Yeah, it really was the judge being a clown. The state did not ask for membership lists.

On Friday the parties, the state, and the plaintiffs filed a joint motion to amend the final judgement.

  • The Court’s Judgment compels Plaintiffs to disclose their membership as of November 6, 2020, to the Government by October 28, 2025.
  • The Government, as a general policy, does not compel disclosure of the identity of members of private organizations, and the Government did not seek to do so here.
  • Plaintiffs assert that the Judgment’s order compelling them to disclose their membership violates the First Amendment and would subject them to irreparable harm. See, e.g. Americans for Prosperity Foundation v. Bonta, 594 U.S. 595, 606 (2021).
  • To be clear, Plaintiffs do not concede that altering the Judgment in this way would make its scope appropriate, and Plaintiffs retain their right to challenge all aspects of the Judgment on appeal.
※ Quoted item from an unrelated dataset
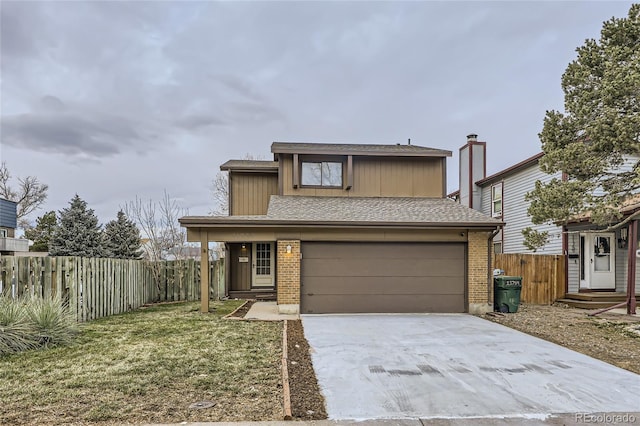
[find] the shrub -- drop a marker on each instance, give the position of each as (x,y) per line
(16,334)
(51,321)
(33,322)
However, in the absence of the proposed amendment, Plaintiffs face an imminent deadline compelling the disclosure of their membership information.
  • To avoid the need for Plaintiffs to file an emergency motion to stay the disclosure deadline, the Parties respectfully request that the Court act on this motion by October 14, 2025.

Short translation, the state is still attempting to make a facial challenge judgement into an as-applied judgement, but even the government understands that demanding membership lists is verboten.